Eine während einer Dienstfahrt begangene Gefährdung des Straßenverkehrs gemäß § 315 c Abs. 1 Nr. 1a StGB (hier: Missachtung der Vorfahrt) kann grundsätzlich geeignet sein, einen wichtigen Grund zum Ausspruch einer fristlosen Kündigung darzustellen. Dies gilt nicht nur für Kraftfahrer, sondern auch für Arbeitnehmer, die ihre Haupttätigkeit nicht ohne Firmenfahrzeug ausüben können (hier: ambulanter Pflegedienst).

Nach § 626 Abs. 1 BGB kann das Arbeitsverhältnis aus wichtigem Grund ohne Einhaltung einer Kündigungsfrist gekündigt werden, wenn Tatsachen vorliegen, aufgrund derer dem Kündigenden unter Berücksichtigung aller Umstände des Einzelfalles und unter Abwägung der Interessen beider Vertragsteile die Fortsetzung des Arbeitsverhältnisses bis zum Ablauf der Kündigungsfrist nicht zugemutet werden kann. Die rechtliche Überprüfung nach § 626 Abs. 1 BGB erfolgt in zwei Stufen: Zum einen muss ein Grund vorliegen, der – ohne Berücksichtigung der besonderen Umstände des Einzelfalles – überhaupt an sich geeignet ist, eine außerordentliche Kündigung zu rechtfertigen. Zum anderen muss dieser Grund im Rahmen der Interessenabwägung unter besonderer Berücksichtigung aller Umstände des Einzelfalles, insbesondere auch des Verhältnismäßigkeitsprinzips, zum Überwiegen der berechtigten Interessen des Kündigenden an der fristlosen Beendigung des Arbeitsverhältnisses führen1.

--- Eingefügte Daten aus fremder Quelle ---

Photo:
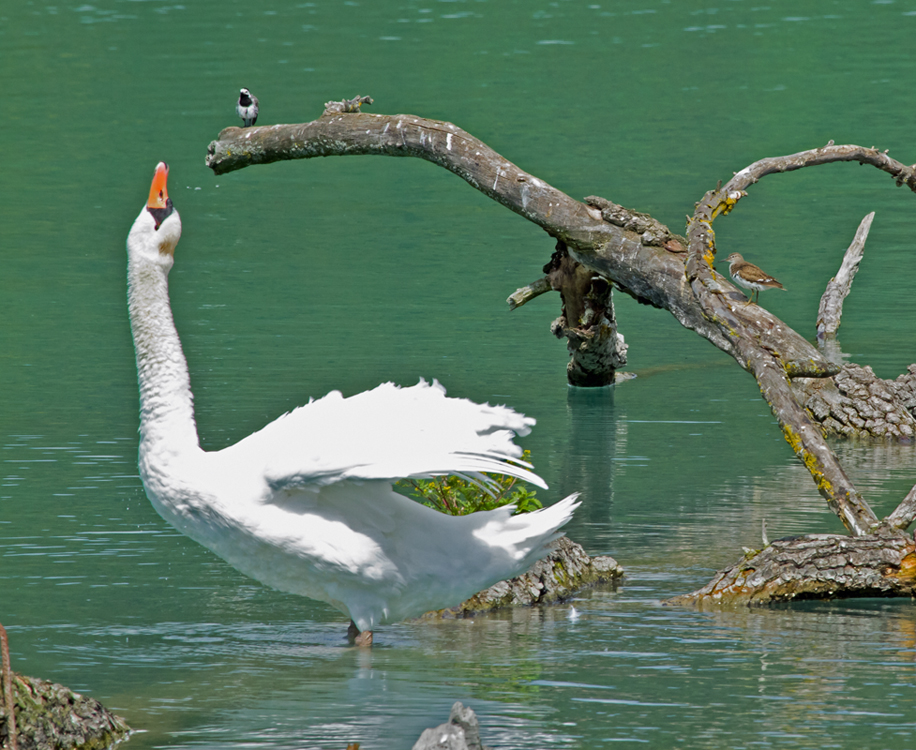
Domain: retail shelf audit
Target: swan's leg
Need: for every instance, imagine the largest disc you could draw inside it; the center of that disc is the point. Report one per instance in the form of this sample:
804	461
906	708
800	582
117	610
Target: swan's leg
358	638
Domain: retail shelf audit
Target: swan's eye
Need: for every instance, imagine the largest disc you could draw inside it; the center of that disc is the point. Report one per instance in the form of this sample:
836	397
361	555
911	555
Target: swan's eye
161	214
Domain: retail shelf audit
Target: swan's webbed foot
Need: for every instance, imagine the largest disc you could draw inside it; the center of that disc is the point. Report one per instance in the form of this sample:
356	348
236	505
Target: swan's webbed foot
363	638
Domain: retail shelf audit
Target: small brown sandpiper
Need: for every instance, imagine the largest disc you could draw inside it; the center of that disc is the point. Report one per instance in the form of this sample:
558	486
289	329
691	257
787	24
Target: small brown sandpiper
749	276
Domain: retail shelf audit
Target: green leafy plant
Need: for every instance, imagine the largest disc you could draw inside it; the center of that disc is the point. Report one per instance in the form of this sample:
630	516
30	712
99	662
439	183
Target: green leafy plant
458	497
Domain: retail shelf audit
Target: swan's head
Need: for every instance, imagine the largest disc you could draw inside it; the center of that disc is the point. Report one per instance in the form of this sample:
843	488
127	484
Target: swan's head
157	229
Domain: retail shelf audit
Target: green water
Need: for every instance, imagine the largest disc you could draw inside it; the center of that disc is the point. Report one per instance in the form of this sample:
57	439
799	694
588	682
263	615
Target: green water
298	278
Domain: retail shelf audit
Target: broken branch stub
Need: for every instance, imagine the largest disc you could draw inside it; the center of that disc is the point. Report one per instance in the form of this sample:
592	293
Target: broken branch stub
830	309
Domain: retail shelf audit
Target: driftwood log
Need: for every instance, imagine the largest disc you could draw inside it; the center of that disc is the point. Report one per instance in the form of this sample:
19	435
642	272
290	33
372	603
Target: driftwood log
644	259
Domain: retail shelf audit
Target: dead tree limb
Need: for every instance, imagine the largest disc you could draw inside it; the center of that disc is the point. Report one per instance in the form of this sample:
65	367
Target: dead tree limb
6	681
632	250
831	308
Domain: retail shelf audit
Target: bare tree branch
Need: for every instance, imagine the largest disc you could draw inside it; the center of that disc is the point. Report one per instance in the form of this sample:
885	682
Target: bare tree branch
831	308
527	293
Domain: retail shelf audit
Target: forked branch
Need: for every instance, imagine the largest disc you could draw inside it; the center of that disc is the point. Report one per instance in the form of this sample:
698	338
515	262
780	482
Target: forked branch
637	253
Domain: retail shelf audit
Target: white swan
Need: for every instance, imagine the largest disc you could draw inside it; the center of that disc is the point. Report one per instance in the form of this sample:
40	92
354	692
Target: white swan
306	504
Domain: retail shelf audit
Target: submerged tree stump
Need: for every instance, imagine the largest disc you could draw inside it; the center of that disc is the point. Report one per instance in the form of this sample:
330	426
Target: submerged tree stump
49	716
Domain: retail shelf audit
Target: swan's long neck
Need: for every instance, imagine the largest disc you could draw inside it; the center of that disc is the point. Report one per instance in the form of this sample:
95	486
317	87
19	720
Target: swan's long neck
166	403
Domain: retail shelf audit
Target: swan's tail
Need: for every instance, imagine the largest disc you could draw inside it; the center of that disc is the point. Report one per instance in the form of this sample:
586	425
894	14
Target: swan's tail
528	535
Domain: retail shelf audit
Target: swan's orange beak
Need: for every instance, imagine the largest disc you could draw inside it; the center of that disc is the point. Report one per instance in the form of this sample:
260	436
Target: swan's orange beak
158	194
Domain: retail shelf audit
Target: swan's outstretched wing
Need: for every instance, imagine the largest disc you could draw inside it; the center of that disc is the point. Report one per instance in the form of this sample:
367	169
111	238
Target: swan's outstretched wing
387	433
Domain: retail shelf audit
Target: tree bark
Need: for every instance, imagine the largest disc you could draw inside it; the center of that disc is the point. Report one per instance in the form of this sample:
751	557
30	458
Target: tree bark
831	308
645	259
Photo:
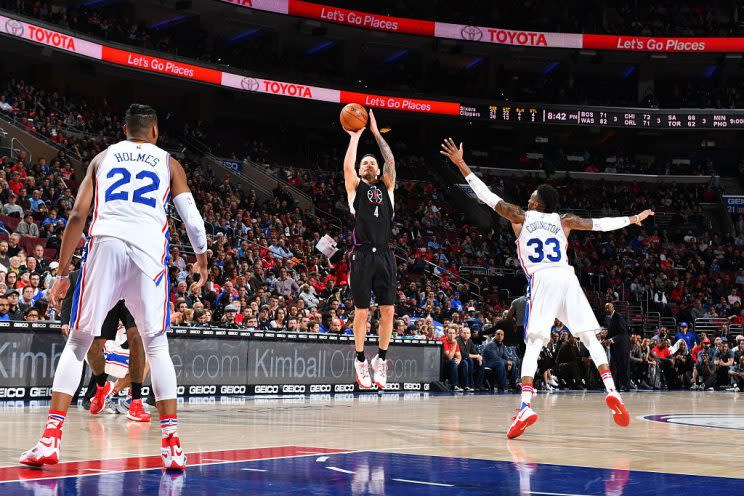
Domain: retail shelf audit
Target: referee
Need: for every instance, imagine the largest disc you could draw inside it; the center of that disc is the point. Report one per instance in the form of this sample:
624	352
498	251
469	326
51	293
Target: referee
371	262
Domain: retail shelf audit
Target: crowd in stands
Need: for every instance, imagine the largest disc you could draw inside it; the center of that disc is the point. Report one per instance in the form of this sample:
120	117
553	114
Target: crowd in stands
265	272
267	53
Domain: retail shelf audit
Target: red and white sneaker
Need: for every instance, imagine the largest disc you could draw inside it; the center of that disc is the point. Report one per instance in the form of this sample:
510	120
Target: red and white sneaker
619	413
523	419
172	454
99	400
137	413
379	367
46	451
362	374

Hieran gemessen war die fristlose Kündigung im hier vom Landesarbeitsgericht Schleswig-Holstein entschiedenen Fall unverhältnismäßig:

Die Arbeitgeberin wirft der Arbeitnehmerin vor, sich während einer dienstlich veranlassten Fahrt zu einem Patienten mit dem Dienstfahrzeug grob verkehrswidrig verhalten zu haben. Sie sei mit überhöhter Geschwindigkeit und ohne zu blinken abgebogen und habe hierdurch einem entgegenkommenden anderen Verkehrsteilnehmer die Vorfahrt genommen. Hierdurch habe sie sich im Rahmen einer Dienstfahrt einer Gefährdung des Straßenverkehrs gemäß § 315c Abs ...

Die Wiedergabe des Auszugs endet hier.